Ice cream enthusiasts across the nation have reason to celebrate today as Häagen-Dazs shops host their annual Free Cone Day. The premium ice cream purveyor is offering complimentary scoops to members of its loyalty program at participating locations throughout the day.
The promotion, which runs Tuesday, May 13, allows loyalty members to receive one free scoop of their favorite flavor in either a cup or cone with no purchase necessary. According to multiple freebie-tracking websites, customers must be registered with the Häagen-Dazs Sweet Rewards program via the company’s mobile app to take advantage of the offer.

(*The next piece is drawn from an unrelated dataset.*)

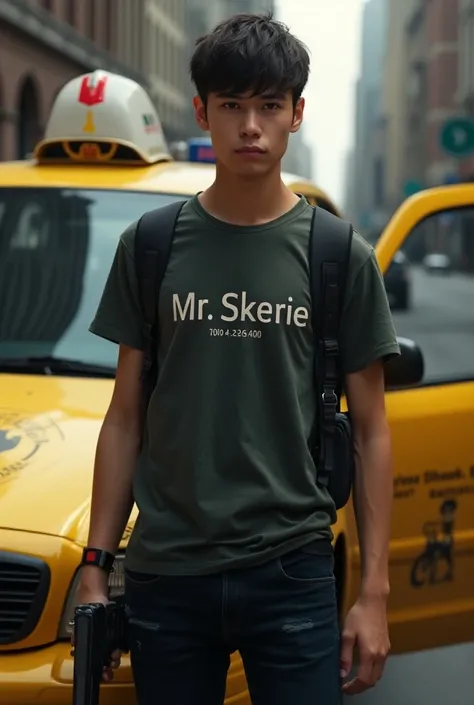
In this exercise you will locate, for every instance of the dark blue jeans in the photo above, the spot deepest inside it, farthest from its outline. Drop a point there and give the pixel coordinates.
(281, 617)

“Loyalty members get a FREE scoop on May 13th—no purchase needed,” confirmed the promotional materials for the event. Ice cream lovers who aren’t yet members shouldn’t despair; signing up for the Sweet Rewards program takes just minutes, and new members receive a complimentary mini cone or cup after their first purchase.
While some reports indicate the giveaway will take place during specific hours from 4 p.m. to 8 p.m., others suggest the promotion runs throughout regular business hours. Customers are advised to call their local Häagen-Dazs shop to confirm participation and timing before visiting.

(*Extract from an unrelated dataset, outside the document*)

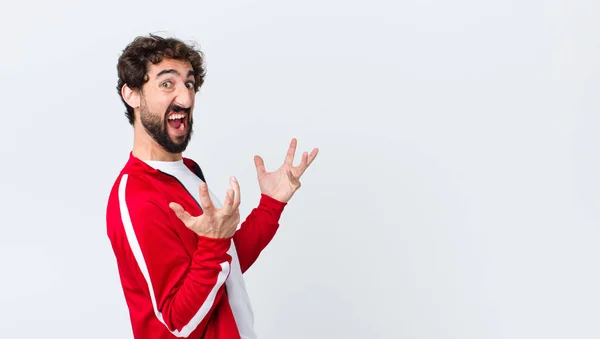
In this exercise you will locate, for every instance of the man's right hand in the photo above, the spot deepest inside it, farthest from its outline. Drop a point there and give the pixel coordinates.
(214, 222)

The annual Free Cone Day has become a beloved tradition for the premium ice cream brand, which offers dozens of flavors from classic vanilla to more adventurous options like honey salted caramel almond.
For those who don’t live near a Häagen-Dazs shop, the Sweet Rewards program still offers other benefits, including a free treat on members’ birthdays and points that accumulate with every purchase toward additional complimentary items.
Häagen-Dazs operates shops in 28 states across the country, with multiple locations in major cities. In New York City alone, the company maintains shops in Manhattan, Brooklyn, Queens, the Bronx, and Staten Island.
This sweet promotion comes as summer approaches and ice cream season kicks into high gear, offering customers a taste of premium desserts without the premium price tag.